Where, as here, the BIA conducted a de novo review of the record and made an independent determination of whether relief is appropriate, we review the decision of the BIA, not of the IJ. Molina-Morales v. INS, 237 F.3d 1048, 1050 (9th Cir.2001). We conclude that, even assuming that Tosoonyan’s testimony was credible, substantial evidence supports the BIA’s conclusion that Tosoonyan failed to establish persecution on account of a statutorily protected ground. See INS v. Elias-Zacarias, 502 U.S. 478, 483, 112 S.Ct. 812, 117 L.Ed.2d 38 (1992); Sangha v. INS, 103 F.3d 1482, 1490-91 (9th Cir.1997).
Because Tosoonyan failed to establish eligibility for asylum, he necessarily failed to meet the more stringent standard for withholding of removal. See Pedro-Mateo v. INS, 224 F.3d 1147, 1150 (9th Cir.2000).

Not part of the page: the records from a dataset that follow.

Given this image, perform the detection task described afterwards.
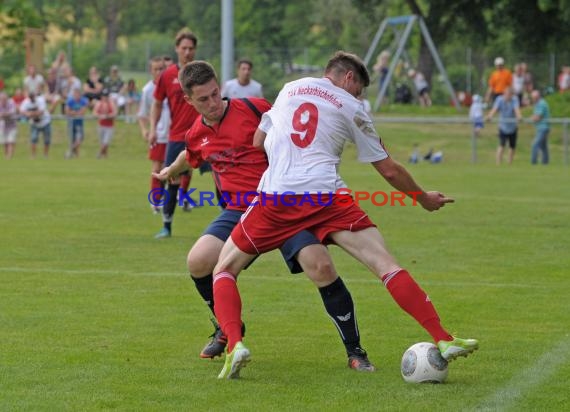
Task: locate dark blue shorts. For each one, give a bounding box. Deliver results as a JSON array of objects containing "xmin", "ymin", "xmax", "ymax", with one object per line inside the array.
[
  {"xmin": 202, "ymin": 209, "xmax": 321, "ymax": 273},
  {"xmin": 164, "ymin": 142, "xmax": 186, "ymax": 166},
  {"xmin": 499, "ymin": 129, "xmax": 517, "ymax": 149}
]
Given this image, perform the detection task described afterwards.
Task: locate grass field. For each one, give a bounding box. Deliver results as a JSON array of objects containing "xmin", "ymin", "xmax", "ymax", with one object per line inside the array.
[{"xmin": 0, "ymin": 115, "xmax": 570, "ymax": 411}]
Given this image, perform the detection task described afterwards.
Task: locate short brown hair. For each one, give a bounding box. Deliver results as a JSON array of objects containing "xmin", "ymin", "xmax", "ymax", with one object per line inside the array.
[
  {"xmin": 178, "ymin": 60, "xmax": 218, "ymax": 96},
  {"xmin": 325, "ymin": 50, "xmax": 370, "ymax": 87},
  {"xmin": 175, "ymin": 28, "xmax": 198, "ymax": 47},
  {"xmin": 238, "ymin": 59, "xmax": 253, "ymax": 69}
]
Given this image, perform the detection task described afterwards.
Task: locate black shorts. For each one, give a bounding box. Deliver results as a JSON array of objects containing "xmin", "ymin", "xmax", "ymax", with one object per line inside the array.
[
  {"xmin": 499, "ymin": 130, "xmax": 518, "ymax": 149},
  {"xmin": 202, "ymin": 209, "xmax": 321, "ymax": 273}
]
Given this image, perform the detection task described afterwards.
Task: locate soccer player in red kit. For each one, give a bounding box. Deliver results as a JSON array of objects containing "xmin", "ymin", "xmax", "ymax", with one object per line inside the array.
[
  {"xmin": 213, "ymin": 52, "xmax": 478, "ymax": 379},
  {"xmin": 149, "ymin": 30, "xmax": 198, "ymax": 239},
  {"xmin": 155, "ymin": 61, "xmax": 375, "ymax": 372}
]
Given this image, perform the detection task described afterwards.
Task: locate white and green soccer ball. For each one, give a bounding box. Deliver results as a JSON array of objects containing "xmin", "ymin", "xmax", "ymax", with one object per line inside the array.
[{"xmin": 401, "ymin": 342, "xmax": 447, "ymax": 383}]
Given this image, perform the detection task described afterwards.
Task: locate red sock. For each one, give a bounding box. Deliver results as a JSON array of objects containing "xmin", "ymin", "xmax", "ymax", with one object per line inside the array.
[
  {"xmin": 382, "ymin": 269, "xmax": 453, "ymax": 343},
  {"xmin": 150, "ymin": 176, "xmax": 164, "ymax": 190},
  {"xmin": 180, "ymin": 174, "xmax": 192, "ymax": 192},
  {"xmin": 214, "ymin": 272, "xmax": 242, "ymax": 352}
]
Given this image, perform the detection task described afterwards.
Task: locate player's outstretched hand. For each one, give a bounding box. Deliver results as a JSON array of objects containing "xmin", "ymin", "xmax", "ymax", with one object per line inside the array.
[
  {"xmin": 418, "ymin": 192, "xmax": 455, "ymax": 212},
  {"xmin": 152, "ymin": 166, "xmax": 170, "ymax": 182}
]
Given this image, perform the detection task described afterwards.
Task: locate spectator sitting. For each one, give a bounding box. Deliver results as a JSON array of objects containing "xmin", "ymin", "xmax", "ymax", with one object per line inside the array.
[
  {"xmin": 469, "ymin": 94, "xmax": 485, "ymax": 137},
  {"xmin": 83, "ymin": 66, "xmax": 103, "ymax": 108},
  {"xmin": 125, "ymin": 79, "xmax": 141, "ymax": 123}
]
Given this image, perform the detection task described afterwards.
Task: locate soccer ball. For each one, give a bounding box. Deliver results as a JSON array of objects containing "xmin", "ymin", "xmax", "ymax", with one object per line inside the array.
[{"xmin": 401, "ymin": 342, "xmax": 447, "ymax": 383}]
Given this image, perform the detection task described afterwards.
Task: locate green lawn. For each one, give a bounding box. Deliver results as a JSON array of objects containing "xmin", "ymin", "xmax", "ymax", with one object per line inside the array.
[{"xmin": 0, "ymin": 117, "xmax": 570, "ymax": 411}]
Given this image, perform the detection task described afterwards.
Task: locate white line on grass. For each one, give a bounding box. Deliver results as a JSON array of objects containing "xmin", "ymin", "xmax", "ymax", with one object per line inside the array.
[
  {"xmin": 474, "ymin": 337, "xmax": 570, "ymax": 411},
  {"xmin": 0, "ymin": 267, "xmax": 556, "ymax": 289}
]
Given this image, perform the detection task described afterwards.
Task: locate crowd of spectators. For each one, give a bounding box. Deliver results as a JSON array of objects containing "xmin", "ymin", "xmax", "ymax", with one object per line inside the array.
[{"xmin": 0, "ymin": 51, "xmax": 140, "ymax": 158}]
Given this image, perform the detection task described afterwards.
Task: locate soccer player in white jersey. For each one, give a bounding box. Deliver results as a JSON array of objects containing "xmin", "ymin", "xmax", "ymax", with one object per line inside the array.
[
  {"xmin": 214, "ymin": 52, "xmax": 478, "ymax": 378},
  {"xmin": 137, "ymin": 57, "xmax": 170, "ymax": 213}
]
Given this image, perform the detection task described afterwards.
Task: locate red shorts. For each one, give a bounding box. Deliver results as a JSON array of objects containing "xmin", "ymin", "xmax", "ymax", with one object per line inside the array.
[
  {"xmin": 148, "ymin": 143, "xmax": 166, "ymax": 162},
  {"xmin": 231, "ymin": 195, "xmax": 376, "ymax": 255}
]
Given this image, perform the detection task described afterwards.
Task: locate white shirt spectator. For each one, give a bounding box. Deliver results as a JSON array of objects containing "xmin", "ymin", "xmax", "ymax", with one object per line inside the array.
[
  {"xmin": 20, "ymin": 95, "xmax": 51, "ymax": 127},
  {"xmin": 222, "ymin": 78, "xmax": 263, "ymax": 99},
  {"xmin": 24, "ymin": 73, "xmax": 45, "ymax": 95}
]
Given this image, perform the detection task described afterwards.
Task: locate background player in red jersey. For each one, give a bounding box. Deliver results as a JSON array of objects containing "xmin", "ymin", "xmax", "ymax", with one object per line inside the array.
[
  {"xmin": 137, "ymin": 57, "xmax": 170, "ymax": 213},
  {"xmin": 149, "ymin": 29, "xmax": 198, "ymax": 239},
  {"xmin": 155, "ymin": 61, "xmax": 375, "ymax": 371},
  {"xmin": 214, "ymin": 52, "xmax": 478, "ymax": 379}
]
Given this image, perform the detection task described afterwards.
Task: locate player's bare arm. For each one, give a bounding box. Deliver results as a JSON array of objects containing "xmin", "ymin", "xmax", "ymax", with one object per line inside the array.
[
  {"xmin": 152, "ymin": 150, "xmax": 190, "ymax": 181},
  {"xmin": 372, "ymin": 157, "xmax": 455, "ymax": 212}
]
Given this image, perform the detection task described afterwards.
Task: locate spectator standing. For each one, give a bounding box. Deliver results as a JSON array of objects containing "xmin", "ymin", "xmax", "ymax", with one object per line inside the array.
[
  {"xmin": 103, "ymin": 65, "xmax": 127, "ymax": 114},
  {"xmin": 530, "ymin": 90, "xmax": 550, "ymax": 165},
  {"xmin": 24, "ymin": 64, "xmax": 45, "ymax": 96},
  {"xmin": 558, "ymin": 66, "xmax": 570, "ymax": 93},
  {"xmin": 51, "ymin": 50, "xmax": 71, "ymax": 80},
  {"xmin": 521, "ymin": 62, "xmax": 534, "ymax": 96},
  {"xmin": 65, "ymin": 88, "xmax": 89, "ymax": 159},
  {"xmin": 408, "ymin": 69, "xmax": 431, "ymax": 107},
  {"xmin": 20, "ymin": 93, "xmax": 51, "ymax": 159},
  {"xmin": 485, "ymin": 57, "xmax": 513, "ymax": 103},
  {"xmin": 12, "ymin": 87, "xmax": 26, "ymax": 113},
  {"xmin": 486, "ymin": 87, "xmax": 522, "ymax": 165},
  {"xmin": 513, "ymin": 63, "xmax": 525, "ymax": 106},
  {"xmin": 93, "ymin": 89, "xmax": 117, "ymax": 159},
  {"xmin": 45, "ymin": 67, "xmax": 61, "ymax": 113},
  {"xmin": 0, "ymin": 91, "xmax": 18, "ymax": 159},
  {"xmin": 372, "ymin": 50, "xmax": 390, "ymax": 96},
  {"xmin": 469, "ymin": 94, "xmax": 485, "ymax": 137},
  {"xmin": 59, "ymin": 66, "xmax": 83, "ymax": 102},
  {"xmin": 125, "ymin": 79, "xmax": 141, "ymax": 123},
  {"xmin": 222, "ymin": 59, "xmax": 263, "ymax": 99}
]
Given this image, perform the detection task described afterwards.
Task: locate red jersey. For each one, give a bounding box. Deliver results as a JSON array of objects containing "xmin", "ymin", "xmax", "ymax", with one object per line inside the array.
[
  {"xmin": 95, "ymin": 101, "xmax": 115, "ymax": 127},
  {"xmin": 186, "ymin": 98, "xmax": 271, "ymax": 210},
  {"xmin": 154, "ymin": 64, "xmax": 198, "ymax": 142}
]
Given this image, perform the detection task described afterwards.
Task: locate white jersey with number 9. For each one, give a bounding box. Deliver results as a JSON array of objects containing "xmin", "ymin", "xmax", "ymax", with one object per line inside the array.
[{"xmin": 258, "ymin": 77, "xmax": 388, "ymax": 194}]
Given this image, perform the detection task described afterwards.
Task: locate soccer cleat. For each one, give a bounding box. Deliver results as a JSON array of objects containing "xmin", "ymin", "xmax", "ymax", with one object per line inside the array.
[
  {"xmin": 182, "ymin": 200, "xmax": 194, "ymax": 212},
  {"xmin": 437, "ymin": 337, "xmax": 479, "ymax": 362},
  {"xmin": 348, "ymin": 346, "xmax": 376, "ymax": 372},
  {"xmin": 200, "ymin": 319, "xmax": 228, "ymax": 359},
  {"xmin": 218, "ymin": 342, "xmax": 251, "ymax": 379},
  {"xmin": 154, "ymin": 227, "xmax": 172, "ymax": 239}
]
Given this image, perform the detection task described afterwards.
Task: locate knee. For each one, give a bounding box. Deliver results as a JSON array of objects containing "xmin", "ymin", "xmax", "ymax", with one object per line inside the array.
[
  {"xmin": 305, "ymin": 259, "xmax": 338, "ymax": 287},
  {"xmin": 186, "ymin": 250, "xmax": 215, "ymax": 277}
]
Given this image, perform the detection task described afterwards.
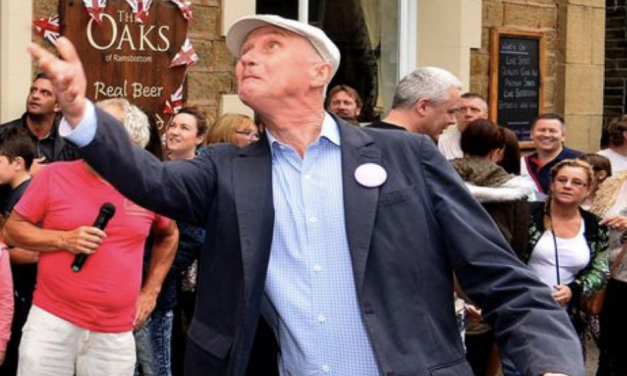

Substantial evidence also supports the BIA’s conclusion that Tosoonyan is not entitled to relief under the Convention because he failed to demonstrate that it is more likely than not that he will be tortured if returned to Armenia. See Malhi v. INS, 336 F.3d 989, 993 (9th Cir.2003).
PETITION DENIED.
This disposition is not appropriate for publication and may not be cited to or by the courts of this circuit except as provided by Ninth Circuit Rule 36-3.